By Jay McCall, Business Solutions magazine
Digital textbooks, physical security, desktop virtualization, and mobility are just a few of the hot topics and trends driving this $20 billion market.
According to the Center for Digital Education, IT spend for K-12 and higher education will be in the $20 billion range this year — up slightly from 2012 with K-12 marginally increasing spend at a nominal 2% range and higher education remaining flat. “One positive indicator is that as the demand for digital textbooks increases, funds are being displaced from standard printed textbooks to digital content and the means to distribute that content,” says Eddie Franklin, vice president, public sector and vertical markets, SYNNEX Corporation. “This will be additive to the technology spend in the range of about $7 billion at both the K-12 and the higher education markets.”

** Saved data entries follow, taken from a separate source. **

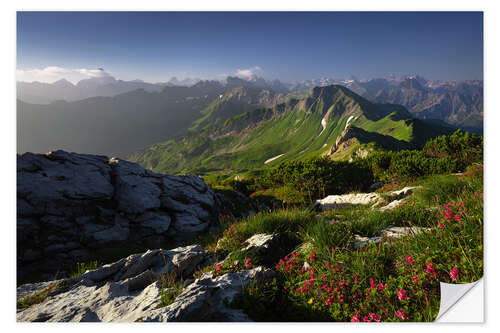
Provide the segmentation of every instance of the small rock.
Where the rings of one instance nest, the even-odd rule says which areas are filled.
[[[243,249],[243,251],[252,251],[255,250],[258,253],[262,253],[269,249],[273,243],[273,241],[276,240],[277,234],[272,234],[272,235],[266,235],[266,234],[256,234],[247,239],[243,245],[246,247]]]
[[[401,190],[389,192],[388,195],[393,197],[393,198],[396,198],[396,199],[401,199],[401,198],[405,198],[405,197],[409,196],[416,189],[419,189],[419,188],[422,188],[422,186],[407,186]]]
[[[391,210],[391,209],[394,209],[394,208],[401,206],[402,203],[403,203],[403,199],[394,200],[394,201],[391,201],[389,204],[387,204],[383,207],[380,207],[379,210],[381,210],[381,211]]]
[[[362,237],[359,235],[354,235],[354,237],[356,238],[356,242],[353,244],[355,250],[370,243],[378,244],[382,239],[382,237]]]
[[[431,229],[423,227],[394,227],[394,226],[389,226],[380,229],[382,235],[387,238],[401,238],[402,236],[416,235],[429,230]]]

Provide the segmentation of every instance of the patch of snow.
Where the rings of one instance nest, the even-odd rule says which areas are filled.
[[[345,128],[344,128],[344,131],[346,130],[347,126],[349,126],[349,122],[350,122],[351,120],[353,120],[353,119],[354,119],[354,120],[356,120],[356,119],[358,119],[358,117],[350,116],[349,118],[347,118],[347,121],[346,121],[346,123],[345,123]]]
[[[323,119],[321,119],[321,126],[323,126],[323,129],[321,130],[321,132],[319,132],[318,136],[320,136],[324,132],[324,130],[326,129],[326,114],[323,117]]]
[[[272,161],[274,161],[274,160],[276,160],[276,159],[280,158],[280,157],[281,157],[281,156],[283,156],[283,155],[285,155],[285,154],[279,154],[279,155],[277,155],[277,156],[271,157],[270,159],[267,159],[267,160],[264,162],[264,164],[271,163]]]

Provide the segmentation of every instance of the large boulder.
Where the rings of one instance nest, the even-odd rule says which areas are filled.
[[[18,155],[18,279],[53,277],[104,248],[173,247],[216,223],[218,202],[193,175],[61,150]]]

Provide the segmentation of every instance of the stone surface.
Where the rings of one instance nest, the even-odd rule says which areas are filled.
[[[200,245],[156,249],[58,280],[69,285],[69,290],[19,311],[17,321],[135,321],[160,304],[161,274],[169,272],[179,278],[191,274],[204,256]],[[32,295],[54,282],[21,285],[17,297]]]
[[[214,191],[106,156],[17,156],[18,279],[61,271],[96,249],[176,243],[216,224]]]
[[[354,237],[356,239],[356,242],[353,244],[355,250],[370,243],[378,244],[382,240],[382,237],[362,237],[360,235],[354,235]]]
[[[239,309],[226,306],[241,295],[242,287],[256,276],[266,278],[270,270],[256,267],[237,273],[213,277],[205,273],[191,283],[175,299],[174,303],[153,310],[143,318],[144,321],[250,321]]]
[[[17,321],[249,321],[243,311],[227,304],[241,295],[252,278],[272,276],[272,271],[260,266],[218,277],[210,272],[197,280],[183,280],[184,289],[174,302],[160,307],[158,277],[168,272],[181,281],[205,256],[199,245],[130,255],[77,278],[60,280],[69,287],[18,311]],[[17,296],[26,297],[53,282],[22,285],[17,288]]]
[[[356,242],[354,242],[353,247],[355,250],[358,250],[362,246],[365,246],[369,243],[378,244],[382,241],[382,239],[399,239],[403,236],[411,236],[416,235],[421,232],[429,231],[430,228],[423,227],[395,227],[388,226],[380,229],[381,236],[377,237],[363,237],[360,235],[354,235]]]
[[[380,207],[379,210],[381,210],[381,211],[391,210],[391,209],[394,209],[394,208],[401,206],[402,203],[403,203],[403,199],[394,200],[394,201],[391,201],[390,203],[388,203],[387,205]]]
[[[407,186],[401,190],[391,191],[388,194],[389,194],[389,196],[391,196],[395,199],[401,199],[401,198],[406,198],[410,194],[413,194],[413,192],[419,188],[422,188],[422,186]]]
[[[337,207],[368,205],[380,200],[377,193],[353,193],[342,195],[329,195],[324,199],[316,200],[315,205],[320,210],[328,210]]]
[[[387,238],[400,238],[402,236],[416,235],[424,231],[429,231],[430,228],[423,227],[394,227],[389,226],[380,229],[380,232]]]
[[[243,251],[255,251],[256,253],[263,253],[267,251],[273,243],[277,240],[278,235],[256,234],[247,239],[243,246]]]
[[[372,186],[376,185],[373,184]],[[387,210],[396,208],[398,205],[402,203],[401,199],[406,198],[411,195],[415,189],[421,188],[421,186],[413,186],[413,187],[405,187],[398,191],[391,191],[385,193],[393,202],[390,204],[380,208],[380,210]],[[397,201],[399,200],[399,201]],[[316,200],[315,206],[322,211],[334,209],[337,207],[345,207],[345,206],[355,206],[355,205],[370,205],[372,204],[374,207],[383,204],[382,196],[378,193],[351,193],[351,194],[342,194],[342,195],[329,195],[326,198]]]

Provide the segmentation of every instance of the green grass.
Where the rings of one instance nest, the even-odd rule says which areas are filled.
[[[159,308],[172,304],[177,296],[184,290],[184,282],[182,279],[177,279],[175,274],[166,273],[161,275],[160,281],[160,304]]]
[[[226,251],[238,250],[243,242],[256,234],[292,233],[298,234],[308,226],[318,223],[314,213],[301,209],[282,209],[274,212],[259,212],[240,220],[224,230],[217,241],[220,249]],[[214,239],[213,237],[212,239]],[[220,240],[219,240],[220,239]],[[212,243],[206,246],[213,248]]]
[[[325,257],[332,252],[348,251],[354,242],[354,234],[348,223],[313,223],[307,226],[303,241]]]
[[[67,288],[67,285],[63,282],[54,282],[47,286],[45,289],[36,292],[32,295],[20,298],[16,301],[16,308],[18,310],[27,309],[35,304],[40,304],[49,297],[50,294],[57,292],[59,290]]]
[[[89,261],[89,262],[78,262],[75,267],[69,273],[70,278],[75,278],[80,275],[83,275],[88,270],[94,270],[103,265],[102,262],[98,260]]]
[[[424,188],[393,211],[338,208],[326,221],[294,228],[310,245],[277,262],[276,277],[249,285],[233,306],[259,321],[433,321],[440,281],[469,283],[483,275],[482,168],[414,184]],[[349,249],[354,233],[374,236],[389,225],[431,232]]]

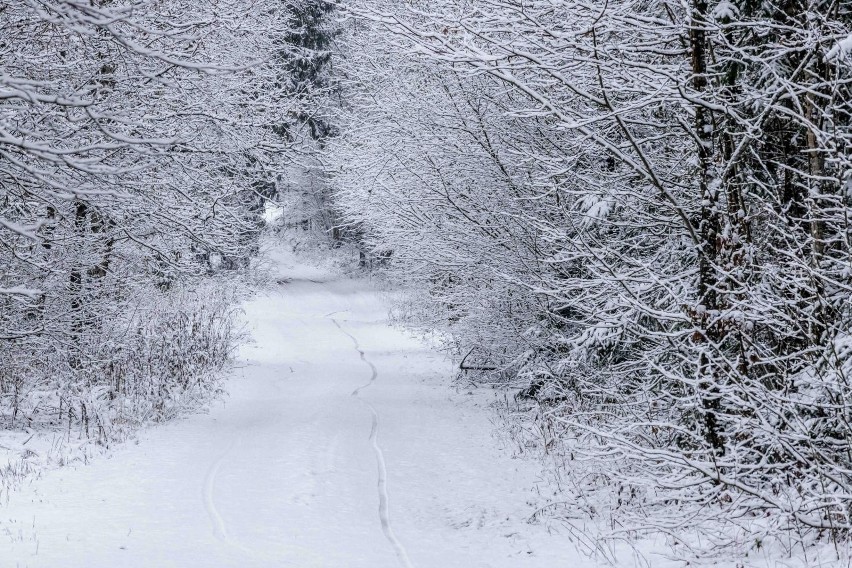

Another important trend VARs need to be aware of in education is the convergence of video surveillance with mainstream IT. “Just as it happened 25 years ago, when telecommunications systems and IT converged, surveillance solutions are now becoming a core IT solution,” says Rich Bravman, CEO of Pivot3. “End users will need training and help planning the evolution of their systems. They’ll also need advice on how to exploit the many new features that today’s IT-centric video solutions offer, such as virtualization.” Pivot3 is seeing a wave of new system deployments where contemporary systems, tightly integrated with core IT networks, are replacing earlier generation stand-alone surveillance systems.
Despite the IT investments expected to occur in education this year, many schools are still underfunded, which reveals itself not just in a lack of computer and other IT purchases, but overtaxed IT departments as well. This is the primary driver behind the explosion in desktop virtualization deployments. “VDI [virtual desktop infrastructure] used to be for the ‘big boys’ only, but that’s no longer the case,” says Bravman. Virtualization solutions have become less complex, less costly, and easier to install, making them the perfect fit for educational institutions that need to reduce their PC and software costs.
The BYOD (bring your own device) phenomena is also making its impact on the education market.
“The proliferation of mobile computing has increased the use of mobile devices within the classroom,” says Terry Cruikshank, senior manager of industry marketing at OKI Data Americas. “More educators are using mobile devices and find it imperative to print directly from their mobile devices. As school and district administrators have come to realize the importance of mobility, it’s a necessity for manufacturers to develop printing solutions that meet those demands.” OKI Data Americas’ research also shows that printing in color helps increase students’ recollection, recognition, and retention of material. With that in mind, the education market will continue to include color printing as a priority. Therefore, printing solutions that deliver high-quality color affordably are invaluable within this market.
Tips, Warnings For Capitalizing On The Education Market
To properly address the education market, VARs must consider the fiscal year of the institutions and plan ahead to ensure their solutions are included in budget planning and funding cycles. “Typically those funding cycles coincide with those of the state in which they reside but can also be affected by federal grant funding,” says Franklin. “Schools strive to have everything in place at the start of their education year, and the best opportunities occur before classes begin.”
With any opportunity, there are always common mistakes many resellers will make along the way. Here is what Frank De Fina, senior vice president of sales and marketing at Samsung Techwin America, advises. “The biggest mistake is trying to sell technology versus a solution. In most cases, the core decision influencers are not technical personnel including administration and school board members.” Administration and school board personnel need to be presented with the benefits new technologies provide — not technical deep dive about how the technology works. It’s all about the net benefit new technologies provide in terms of protection and total cost of ownership. “The reverse holds true when presenting system proposals to campus police or security personnel, who need to know specifics such as camera coverage/resolution, recording, and network bandwidth capacities relative to overall costs,” says De Fina.